Initiative Process: Money Doesn’t Buy Success at Ballot Box

Generally, many observers of California’s initiative scheme have concluded that the process has been captured by wealthy special interests. Citizen initiatives like Prop. 13 are increasingly threatened, they argue, in an era when vast sums of money are spent by economic powers–such as tobacco interests or the insurance industry–to influence outcomes at the ballot box. However, in her report, Interest Group Influence in the California Initiative Process, researcher Elisabeth Gerber finds just the opposite to be true. Not only do economic groups lack the unbridled influence commonly claimed by critics of this form of legislation, the vast sums of money these groups pour into special interest campaigns may even be self-defeating, suggesting to voters that the proposed legislation is unlikely to be in their own interest.

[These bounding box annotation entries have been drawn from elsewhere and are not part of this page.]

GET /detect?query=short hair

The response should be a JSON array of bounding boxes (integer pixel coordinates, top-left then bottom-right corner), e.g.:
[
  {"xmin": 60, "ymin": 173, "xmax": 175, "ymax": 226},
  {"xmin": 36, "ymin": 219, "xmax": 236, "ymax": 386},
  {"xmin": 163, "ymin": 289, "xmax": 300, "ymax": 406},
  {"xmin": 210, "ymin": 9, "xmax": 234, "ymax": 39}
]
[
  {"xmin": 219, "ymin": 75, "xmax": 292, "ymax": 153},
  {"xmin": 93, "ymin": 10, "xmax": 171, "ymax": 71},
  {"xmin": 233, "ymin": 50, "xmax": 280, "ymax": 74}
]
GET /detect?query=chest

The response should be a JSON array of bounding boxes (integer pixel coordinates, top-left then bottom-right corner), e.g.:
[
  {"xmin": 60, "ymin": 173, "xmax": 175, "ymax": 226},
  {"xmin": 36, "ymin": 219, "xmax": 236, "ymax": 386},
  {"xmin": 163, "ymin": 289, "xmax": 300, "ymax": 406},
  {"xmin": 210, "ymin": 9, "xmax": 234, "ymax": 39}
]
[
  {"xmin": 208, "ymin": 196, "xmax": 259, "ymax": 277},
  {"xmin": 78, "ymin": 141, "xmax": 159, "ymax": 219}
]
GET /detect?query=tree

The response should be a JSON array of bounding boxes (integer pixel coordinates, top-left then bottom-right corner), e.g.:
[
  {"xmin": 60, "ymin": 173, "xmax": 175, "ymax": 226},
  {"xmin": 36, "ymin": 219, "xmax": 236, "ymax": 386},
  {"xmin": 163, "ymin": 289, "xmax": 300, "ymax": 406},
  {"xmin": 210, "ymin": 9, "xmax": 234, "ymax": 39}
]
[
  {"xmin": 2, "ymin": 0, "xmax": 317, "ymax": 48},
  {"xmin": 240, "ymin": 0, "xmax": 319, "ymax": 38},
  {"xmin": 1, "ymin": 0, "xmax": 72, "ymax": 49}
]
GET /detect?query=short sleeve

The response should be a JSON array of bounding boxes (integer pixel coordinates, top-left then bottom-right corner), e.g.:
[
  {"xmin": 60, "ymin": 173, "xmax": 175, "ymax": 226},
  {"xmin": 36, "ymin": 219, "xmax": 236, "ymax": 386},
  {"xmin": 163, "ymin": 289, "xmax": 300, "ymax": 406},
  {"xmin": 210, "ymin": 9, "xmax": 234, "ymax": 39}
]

Overall, Gerber found that economic interests are less successful than citizen groups in passing initiatives. They devote few of their resources to support initiatives, and the initiatives they do support rarely pass. Gerber’s analysis of 31 ballot measures between 1988 and 1990 revealed that only 22 percent of initiatives backed by economic groups passed, in contrast to a 60 percent success rate for citizen-supported ballot measures. Gerber concludes that citizen groups, which often deal with social issues that involve strong emotional appeal and which rely on a coalition of support from many diverse interests, have a comparative advantage in mobilizing people, making it relatively easier for them to pass ballot measures. Both citizen and economic groups are moderately successful in blocking initiatives. Economic interests, which vastly outspend citizen groups, devote the bulk of their resources–about 78 percent– to defeating initiatives rather than supporting them.

“These studies are part of an ongoing effort at PPIC to understand California’s experience with the initiative process and the consequences of using direct democracy to limit representative government,” added Lyon. “There’s more to come. Specifically, we hope to address one of the key consequences of Prop. 13: The ongoing tension between the authority of the state government to allocate property taxes and the responsibility of local governments to deliver services.”

The Public Policy Institute of California is an independent, nonprofit organization dedicated to nonpartisan research on economic, social, and political issues that affect the lives of Californians.